# Staffpad import into cubase (expression, dynamics, articulations)



## Alex JD (May 31, 2021)

So I'm considering getting staffpad, I find it a very interesting tools for sketching ideas without having to be on the DAW.
I was wondering how it works when exporting the music to a DAW for editing mixing etc..

Let's say I write a piece there with all the expressions and articulations and I want to import it in in cubase where I replace the instruments with spitfire chamber strings, abbey road etc..
Will the imported version have the dynamics and articulations I wrote on the staff or will have only the midi notes and nothing more?


----------



## mopsiflopsi (May 31, 2021)

I don’t have Cubase but I suspect your experience will be similar to mine on studio one. The articulations will not be transferred. You will have to remap those manually. You will also find your automation has been written into the expression channel instead of modulation. You might have better luck with SP to Dorico and then Cubase but don’t quote me on that.


----------



## gh0stwrit3r (May 31, 2021)

Alex JD said:


> So I'm considering getting staffpad, I find it a very interesting tools for sketching ideas without having to be on the DAW.
> I was wondering how it works when exporting the music to a DAW for editing mixing etc..
> 
> Let's say I write a piece there with all the expressions and articulations and I want to import it in in cubase where I replace the instruments with spitfire chamber strings, abbey road etc..
> Will the imported version have the dynamics and articulations I wrote on the staff or will have only the midi notes and nothing more?

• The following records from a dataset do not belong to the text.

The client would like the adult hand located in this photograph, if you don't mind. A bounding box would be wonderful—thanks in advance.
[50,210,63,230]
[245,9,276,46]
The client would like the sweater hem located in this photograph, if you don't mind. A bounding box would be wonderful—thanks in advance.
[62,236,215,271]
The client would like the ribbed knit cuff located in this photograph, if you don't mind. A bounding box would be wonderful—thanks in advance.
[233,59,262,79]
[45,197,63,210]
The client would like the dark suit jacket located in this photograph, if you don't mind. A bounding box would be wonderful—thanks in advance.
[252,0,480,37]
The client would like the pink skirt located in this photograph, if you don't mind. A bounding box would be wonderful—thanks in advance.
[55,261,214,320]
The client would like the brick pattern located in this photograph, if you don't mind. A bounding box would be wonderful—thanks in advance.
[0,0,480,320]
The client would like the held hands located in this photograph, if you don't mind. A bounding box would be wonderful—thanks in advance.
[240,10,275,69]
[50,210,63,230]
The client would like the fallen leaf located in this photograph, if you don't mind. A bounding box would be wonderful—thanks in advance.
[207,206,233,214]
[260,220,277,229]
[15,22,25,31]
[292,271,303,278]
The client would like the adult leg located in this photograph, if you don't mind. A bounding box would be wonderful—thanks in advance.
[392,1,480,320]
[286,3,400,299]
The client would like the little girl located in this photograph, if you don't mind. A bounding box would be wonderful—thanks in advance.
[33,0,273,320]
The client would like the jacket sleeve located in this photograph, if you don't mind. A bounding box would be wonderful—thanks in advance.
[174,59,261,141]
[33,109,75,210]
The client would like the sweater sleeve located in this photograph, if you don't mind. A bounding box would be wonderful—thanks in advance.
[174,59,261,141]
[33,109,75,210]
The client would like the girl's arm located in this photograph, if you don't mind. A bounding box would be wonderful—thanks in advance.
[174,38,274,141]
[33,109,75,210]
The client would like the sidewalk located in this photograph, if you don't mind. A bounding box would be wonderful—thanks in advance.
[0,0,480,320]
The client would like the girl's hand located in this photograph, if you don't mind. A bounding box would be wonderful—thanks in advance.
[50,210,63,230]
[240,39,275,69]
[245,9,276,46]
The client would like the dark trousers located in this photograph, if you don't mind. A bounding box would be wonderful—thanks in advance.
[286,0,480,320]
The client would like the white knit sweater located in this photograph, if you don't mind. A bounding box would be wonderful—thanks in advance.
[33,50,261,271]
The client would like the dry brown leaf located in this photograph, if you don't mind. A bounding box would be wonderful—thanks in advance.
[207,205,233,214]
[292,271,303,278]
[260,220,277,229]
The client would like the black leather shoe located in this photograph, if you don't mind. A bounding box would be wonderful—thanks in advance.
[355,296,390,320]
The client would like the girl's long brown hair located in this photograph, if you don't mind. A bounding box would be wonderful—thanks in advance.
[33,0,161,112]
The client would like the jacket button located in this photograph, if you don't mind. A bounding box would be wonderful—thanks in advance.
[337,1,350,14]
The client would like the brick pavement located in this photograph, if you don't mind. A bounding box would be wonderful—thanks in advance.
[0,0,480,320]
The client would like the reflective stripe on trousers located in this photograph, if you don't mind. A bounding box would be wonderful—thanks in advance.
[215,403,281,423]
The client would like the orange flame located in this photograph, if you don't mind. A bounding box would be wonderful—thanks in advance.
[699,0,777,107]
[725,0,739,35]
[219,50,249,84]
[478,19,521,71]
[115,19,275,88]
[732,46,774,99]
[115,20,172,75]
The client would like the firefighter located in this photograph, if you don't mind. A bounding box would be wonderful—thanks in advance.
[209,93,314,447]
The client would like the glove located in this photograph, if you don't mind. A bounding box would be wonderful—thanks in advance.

You'll have to remap the articulations like @mopsiflopsi said. If you use expression maps in Cubase, you'll win some time. But it's still a manually process.

Indeed dynamic markings in SP are translated as expression in a DAW, but you can manipulate that with a default/stock DAW plugin. I use "Modifier" for that and re-assign the CC output to dynamics. You can even make a combination of modulation and expression like that if that is of better use with the libraries in your DAW. Cubase should have a similar plugin.


----------



## Alex JD (Jun 1, 2021)

That's what i thought, unless the added sound in staffpad get so good that can work on their own with only audio mixing needed. Looks like a great composing tool though


----------



## MadLad (Jun 1, 2021)

Not quite sure what you mean but the add-on libraries are amazing and the only thing I have to do is export the staffs in any DAW and just mix and master. All the automation can be done in Staffpad and the libraries like Berlin Orchestra, CineSamples, Spitfire, etc. are programmed automatically through the great playback feature of Staffpad.


----------